Q.     My employees at my local burger joint have seen the demonstrations and protests for higher minimum wage, and some of them seem pretty “fried” about their pay.  I simply cannot afford to pay my wait staff more than minimum wage at my restaurant, but I do let them collect tips.  Some of the “crew leaders” who do not work the floor of the restaurant, but supervise all my wait staff, have asked if they, too, can supplement their income with tips.  I was hoping my wait staff employees could just share the tips they make with their crew leaders. Can I “shake” things up and let my supervisory crew leaders partake in tip-sharing? Does it matter whether the crew leaders are exempt or non-exempt employees?

A.     As far as “shaking things up,” likely not.  Labor Code section 351 provides that “[n]o employer or agent shall collect, take, or receive any gratuity or part thereof that is paid, given to, or left for an employee by a patron . . . .” The term “employer” is defined in Industrial Wage Order 5, the wage order that governs the restaurant industry, as “any person … who directly or indirectly, or through an agent or any other person, employs or exercises control over the wages, hours, or working conditions of any person.” Accordingly, the DLSE prohibits restaurant owners, managers, or supervisors from participating in any tip-sharing or tip-pooling arrangements. This is true even when an owner, manager, or supervisor is engaged in providing direct service to patrons.   Consequently, if a crew leader serves as a supervisor for the employer, the crew leader should not (in most instances) partake in any tip-pooling arrangement. Some elements that would suggest a crew leader works in a supervisory capacity are: (1) the crew leader is in charge of other employees during his/her shift; (2) the crew leader is the lead employee on duty during his/her shift; (3) the crew leader is responsible for setting work schedules or wages for other employees;  and (4) the crew leader is responsible for conducting any type of employee evaluation. The determination as to whether or not a crew leader is a supervisor cannot strictly be determined by the crew leader’s exempt or non-exempt status.   Unfortunately, this will not make your crew leaders happy.  Maybe provide them this tip, they could soon be replaced with computers.

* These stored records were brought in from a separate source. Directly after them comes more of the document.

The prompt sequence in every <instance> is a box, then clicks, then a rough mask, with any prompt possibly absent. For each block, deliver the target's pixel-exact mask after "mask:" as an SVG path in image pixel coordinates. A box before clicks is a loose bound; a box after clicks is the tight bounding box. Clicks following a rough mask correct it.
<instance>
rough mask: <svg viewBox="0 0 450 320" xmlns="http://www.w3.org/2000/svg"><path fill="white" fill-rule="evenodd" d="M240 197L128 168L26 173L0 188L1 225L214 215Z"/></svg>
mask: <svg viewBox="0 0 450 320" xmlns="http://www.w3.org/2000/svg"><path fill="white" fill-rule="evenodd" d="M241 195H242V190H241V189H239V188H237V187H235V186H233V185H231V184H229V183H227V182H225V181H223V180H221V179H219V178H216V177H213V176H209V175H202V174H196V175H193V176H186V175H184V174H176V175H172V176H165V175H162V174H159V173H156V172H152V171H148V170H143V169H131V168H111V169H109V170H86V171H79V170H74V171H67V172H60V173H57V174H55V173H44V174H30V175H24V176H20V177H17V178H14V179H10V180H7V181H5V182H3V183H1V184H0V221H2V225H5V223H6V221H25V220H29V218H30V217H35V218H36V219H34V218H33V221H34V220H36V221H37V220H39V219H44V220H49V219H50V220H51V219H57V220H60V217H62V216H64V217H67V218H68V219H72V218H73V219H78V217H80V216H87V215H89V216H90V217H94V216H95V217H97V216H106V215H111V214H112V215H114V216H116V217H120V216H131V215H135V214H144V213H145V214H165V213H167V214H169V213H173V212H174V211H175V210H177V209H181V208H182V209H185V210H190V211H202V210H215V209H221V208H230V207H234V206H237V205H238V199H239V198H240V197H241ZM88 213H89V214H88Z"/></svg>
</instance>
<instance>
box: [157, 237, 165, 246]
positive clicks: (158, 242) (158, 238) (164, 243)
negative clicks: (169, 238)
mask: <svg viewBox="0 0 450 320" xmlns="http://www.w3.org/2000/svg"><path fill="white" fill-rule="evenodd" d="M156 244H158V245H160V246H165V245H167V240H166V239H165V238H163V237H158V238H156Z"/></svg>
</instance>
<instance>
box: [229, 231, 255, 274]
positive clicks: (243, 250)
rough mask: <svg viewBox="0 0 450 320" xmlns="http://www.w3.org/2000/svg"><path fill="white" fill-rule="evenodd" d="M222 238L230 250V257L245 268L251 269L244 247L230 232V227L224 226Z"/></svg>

This Legal Update / Bulletin is for educational purposes only as well as to give you general information and a general understanding of the law, not to provide specific legal advice. The hypothetical question is posed to illustrate a point and does not contemplate all potential legal considerations This update should not be used as a substitute for competent legal advice from a licensed professional attorney in your state.